His first year of high school had ended in the controlled chaos of final exams, with little studying to be done and most of his last school days spent playing Hi Lo Jack and talking about funny lines from raunchy comedies in a cafeteria with the unofficial slogan "One Thousand pieces of Tacky Gum Under Every Table." He had thought up the slogan himself, but credit was given to Joe Siphon who, by some combination of volume and popularity, was considered funny. The afternoon after the slogan became the high school's most widely spread joke, the red-headed boy explained to his friends over a bowl of barbecue flavored chips his chagrin at being overlooked, although he tried to make it sound as if he didn't really care. His friends always met at his house because his parents, who by some combination of a well-stocked junk food pantry and a nonchalance towards swearing, were considered cool. Mr. and Mrs. Fletcher-Smith didn't receive quite the same regard from their son, who at that point couldn't see to forgive them of their capital sin: meeting through a love of fantasy role-playing and then naming their only son Haraldain after his father's alter-ego, a princely master of the blade, third in line for the throne of Alderia.

The family vacation was at first too remote from the life-nexus which for two glorious weeks had seen not a single hall pass in its corridors. Here I will add more to the details of the family vacation. In the next paragraph, it's back to Haraldain walking along the road.
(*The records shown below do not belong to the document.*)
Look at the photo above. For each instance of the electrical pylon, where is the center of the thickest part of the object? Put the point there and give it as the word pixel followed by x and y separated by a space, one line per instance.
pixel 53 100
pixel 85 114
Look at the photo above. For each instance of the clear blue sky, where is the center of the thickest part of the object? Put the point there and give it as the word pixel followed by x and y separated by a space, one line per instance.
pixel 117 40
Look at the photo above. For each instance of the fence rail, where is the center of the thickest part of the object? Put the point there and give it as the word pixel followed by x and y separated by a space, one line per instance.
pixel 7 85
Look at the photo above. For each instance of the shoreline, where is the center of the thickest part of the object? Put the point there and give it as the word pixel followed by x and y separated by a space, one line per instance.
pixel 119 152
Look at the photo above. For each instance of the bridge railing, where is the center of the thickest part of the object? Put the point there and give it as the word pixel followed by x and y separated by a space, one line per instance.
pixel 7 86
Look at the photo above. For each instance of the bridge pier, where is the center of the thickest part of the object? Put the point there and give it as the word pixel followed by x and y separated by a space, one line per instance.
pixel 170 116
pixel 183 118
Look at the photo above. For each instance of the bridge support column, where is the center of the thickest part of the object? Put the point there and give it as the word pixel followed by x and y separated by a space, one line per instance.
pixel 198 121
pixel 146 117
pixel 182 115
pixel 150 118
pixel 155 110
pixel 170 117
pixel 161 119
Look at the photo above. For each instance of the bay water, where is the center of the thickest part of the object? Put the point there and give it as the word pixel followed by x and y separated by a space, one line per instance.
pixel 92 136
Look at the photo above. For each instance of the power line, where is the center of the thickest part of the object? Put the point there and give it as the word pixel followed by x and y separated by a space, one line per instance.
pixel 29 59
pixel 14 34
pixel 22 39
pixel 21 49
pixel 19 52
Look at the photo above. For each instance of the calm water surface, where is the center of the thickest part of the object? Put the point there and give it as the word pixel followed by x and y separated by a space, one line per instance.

He felt as if he were being sucked into a vacuum. Pondering the career perks of being a door-to-dooor vacuum cleaner salesman, he waded through the eighty degree ennui of Pendulum Peak Road, past a cluster of "Beware of Dog" signs which hinted at dripping fangs and high voltage canine rage. Haraldain kicked at an empty Coke bottle on the side of the road, as if to punish it for giving him even less mental stimulation than the finer details of door-to-door selling or the contrast between the high fence with its warning signs and the pair of cocker spaniels which it actually contained.